It is important to consider the social context of these youth. Skills that make surviving life on the streets possible may be in other contexts viewed as antisocial or deviant (Tyler & Whitbeck, 2004). Many homeless youth rely heavily on other homeless youth who themselves are involved in a variety of risky behaviors. It is difficult to change the behaviors of an individual if his or her network remains filled with opportunities for risk taking. We advocate changing networks, not just individuals. In much the same way that Alcoholics Anonymous relies on connecting recovering addicts to new networks of other recovering addicts who can support one another, we advocate interventions at a street level that attempt to connect homeless youth with positive social influences. We recognize that if you cannot change the behaviors of the peers with whom homeless youth associate, changing their behaviors will be very difficult.
We believe that the social networks of homeless youth can be used in a positive way. Many of these youth are extremely resilient (Tyler & Whitbeck, 2004). More than just deviance is practiced in these networks. Homeless youth are also engaged in a great deal of mutual social support and exchange of necessary resources for surviving on the streets. Even the nontraditional social networks of homeless youth confer benefits to their members (Tyler & Whitbeck, 2004). Utilizing the existing network structures and the flow of positive information and skills through them may provide researchers with new avenues through which they can more effectively target homeless youth for interventions. Much as Kelly (1995) was able to access social influence leaders within the community to effectively disseminate safe sex information through networks of gay men, homeless youth in key network positions could be recruited to disseminate prosocial and/or low-risk behaviors through the networks of homeless youth.

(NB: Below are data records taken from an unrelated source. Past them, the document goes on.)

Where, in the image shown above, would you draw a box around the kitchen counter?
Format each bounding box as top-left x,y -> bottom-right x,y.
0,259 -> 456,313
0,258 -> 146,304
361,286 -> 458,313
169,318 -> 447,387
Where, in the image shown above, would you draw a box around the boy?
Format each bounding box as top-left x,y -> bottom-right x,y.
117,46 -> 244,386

To better understand how to best implement network-level interventions for homeless youth, the nature of the social networks of homeless youth must be better understood, and our models of such networks need to be refined. Future studies should seek to better understand how density of networks affects behaviors. Moreover, other network properties, such as centrality, should be crucial to the dissemination models we are suggesting. Central network positions are ideal entry points for interventions that intend to utilize social influence processes in a positive way. Finally, how the behaviors of particular members of a network and their positions in the network affects influence and dissemination processes must be better understood to most effectively design interventions to help these young people.
Acknowledgments
The National Institute of Mental Health Grants No. 1RO1 MH61185, R01 MH49958-04, and P30MH58107 supported this study.
Biographies
ERIC RICE is a sociologist working at University of California–Los Angeles’s Center for Community Health. His research interests focus on social exchange processes, social influence networks, and the application of social network models to public health issues.
NORWEETA G. MILBURN is an associate research psychologist at the Center for Community Health and a core scientist with the Treatment Services Core. She received her PhD in community psychology from the University of Michigan in Ann Arbor. Prior to coming to University of California–Los Angeles, she was an associate professor of psychology at Hofstra University in New York and assistant director of the PsyD program in school/ community psychology. Her primary research interests include substance abuse and home-lessness and mental health among African Americans. As principal investigator of a National Institute of Mental Health study of homeless youth, she is examining paths into and out of homelessness and risk for HIV among homeless youth in the United States and Australia.
MARY JANE ROTHERAM-BORUS is director of the Center for Community Health (CCH); the director of the National Institute of Mental Health Center for HIV Identification, Prevention, and Treatment Services; and the associate director of policy for the University of California–Los Angeles AIDS Institute. Her research interests include HIV/AIDS prevention with adolescents, suicide among adolescents, homeless youth, assessment and modification of children’s social skills, ethnic identity, group processes, and cross-ethnic interactions. She has conducted applied research that has designed, implemented, and evaluated the efficacy of cognitive-behavioral interventions for populations at very high risk of developing negative health and mental health outcomes. For the past 10 years, she has led 10 intervention trials with homeless youth, young gay men, adolescent suicide attempters, youth in neighborhoods with high rates of substance use, adults with sexually transmitted diseases, youth whose parents are living with HIV, youth infected with HIV, sex workers, and merchants. Several of the prevention interventions that she developed have received national and international recognition. She has authored or coauthored more than 140 journal articles, including articles published in Science, Journal of the American Medical Association, and American Journal of Public Health.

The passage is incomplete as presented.